Want to be an editor?

Jun 03, 2010 07:28

rosefox gives good advice for those wanting to become editors, as well as for writers seeking to launch a career.

It can take ten years, as she said. (To which I'd add it can take six months, or thirty years.) Finding your voice is definitely part of it, the rest is getting good revision notes and then working on how to get the page to reflect your vision.

Here is another thought or two, springing off some things Margaret Atwood says in her essays about being a writer in Netotiating with the Dead. She has interesting things to say about the career of a writer, that is, making writing one's lifelong work.

Most of us think the very idea of a career (implied here a modicum of success) sheer heaven, if we can achieve it. I guess one has to ask what kind of success one wants . . . not that we have a lot of control over how to get it. Atwood quotes Cyril Connolly who broke "success" down into three kinds: social, which isn't too bad because it can provide material (to which I would add, most of us love the idea of seeing smiles when we enter a room, instead of a lot of backs and total indifference); professional, that is, the regard of fellow artists, which is usually a good thing, and popular success, which is a grave danger.

Why?

According to Connolly, Atwood relates, A writer may become popular for his entertainment value, for political reasons, or because he has the human touch.

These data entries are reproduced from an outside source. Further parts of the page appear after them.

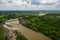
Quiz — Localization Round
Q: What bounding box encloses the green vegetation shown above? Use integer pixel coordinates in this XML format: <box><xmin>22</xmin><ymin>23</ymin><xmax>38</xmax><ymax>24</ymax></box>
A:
<box><xmin>14</xmin><ymin>31</ymin><xmax>27</xmax><ymax>40</ymax></box>
<box><xmin>0</xmin><ymin>11</ymin><xmax>60</xmax><ymax>40</ymax></box>
<box><xmin>0</xmin><ymin>26</ymin><xmax>4</xmax><ymax>40</ymax></box>
<box><xmin>20</xmin><ymin>15</ymin><xmax>60</xmax><ymax>40</ymax></box>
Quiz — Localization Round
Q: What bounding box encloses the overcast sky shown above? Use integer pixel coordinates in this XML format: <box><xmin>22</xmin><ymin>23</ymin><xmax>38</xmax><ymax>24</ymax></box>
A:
<box><xmin>0</xmin><ymin>0</ymin><xmax>60</xmax><ymax>10</ymax></box>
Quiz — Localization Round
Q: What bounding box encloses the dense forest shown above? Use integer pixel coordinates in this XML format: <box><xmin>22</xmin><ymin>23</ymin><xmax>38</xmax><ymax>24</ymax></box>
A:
<box><xmin>19</xmin><ymin>13</ymin><xmax>60</xmax><ymax>40</ymax></box>
<box><xmin>0</xmin><ymin>12</ymin><xmax>60</xmax><ymax>40</ymax></box>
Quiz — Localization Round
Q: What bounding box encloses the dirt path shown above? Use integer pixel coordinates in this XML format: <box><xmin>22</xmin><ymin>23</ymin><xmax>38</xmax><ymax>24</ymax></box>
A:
<box><xmin>3</xmin><ymin>19</ymin><xmax>52</xmax><ymax>40</ymax></box>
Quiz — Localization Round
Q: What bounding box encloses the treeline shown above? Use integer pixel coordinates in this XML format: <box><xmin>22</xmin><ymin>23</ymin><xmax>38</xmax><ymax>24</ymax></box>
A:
<box><xmin>20</xmin><ymin>15</ymin><xmax>60</xmax><ymax>40</ymax></box>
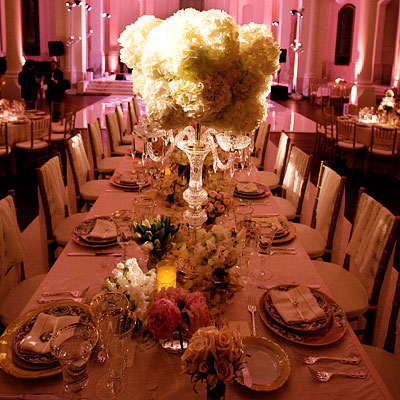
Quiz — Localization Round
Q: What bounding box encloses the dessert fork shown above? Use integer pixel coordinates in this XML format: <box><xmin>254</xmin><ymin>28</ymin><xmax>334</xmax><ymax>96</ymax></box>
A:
<box><xmin>247</xmin><ymin>296</ymin><xmax>257</xmax><ymax>336</ymax></box>
<box><xmin>308</xmin><ymin>367</ymin><xmax>368</xmax><ymax>382</ymax></box>
<box><xmin>296</xmin><ymin>353</ymin><xmax>361</xmax><ymax>365</ymax></box>
<box><xmin>42</xmin><ymin>286</ymin><xmax>89</xmax><ymax>297</ymax></box>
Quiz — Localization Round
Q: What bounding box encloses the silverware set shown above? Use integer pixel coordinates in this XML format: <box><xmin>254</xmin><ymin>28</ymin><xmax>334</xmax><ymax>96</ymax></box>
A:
<box><xmin>295</xmin><ymin>353</ymin><xmax>368</xmax><ymax>382</ymax></box>
<box><xmin>37</xmin><ymin>286</ymin><xmax>89</xmax><ymax>304</ymax></box>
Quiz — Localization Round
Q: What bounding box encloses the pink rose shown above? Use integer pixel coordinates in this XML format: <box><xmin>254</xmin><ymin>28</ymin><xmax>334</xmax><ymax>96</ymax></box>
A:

Of these, the political factor is the least fatal to art, he thinks, because politics are volatile and complacency therefore unlikely. An entertainer does not benefit from informed criticism because nobody ever offers any; his fate is simply to "go on and on until he wakes up one day to find himself obscure."

I suspect that one is akin to writers who carefully surround themselves with nothing but admirers, and choke off any discourse that isn't fulsome praise. Or writers whose investment is in personal admiration as much as they want their writing admired.

But those with the human touch may be ruined as artists: Connolly says, "Neither harsh reviews, the contempt of equals, nor the indifference of superiors can affect those who have once tapped the great heart of suffering humanity and found out what a goldmine it is."

Whew. Of course there are some who have built careers on fictive suffering, riding as it does on that complacent conviction that its readers are superior to those who read for pleasure. But I suspect the author despised here is the one who is selling millions of copies in spite of the fact that everyone you know thinks the books are stinkers.

Her other thoughts about reader, text, writer are worth writerly pondering, imo.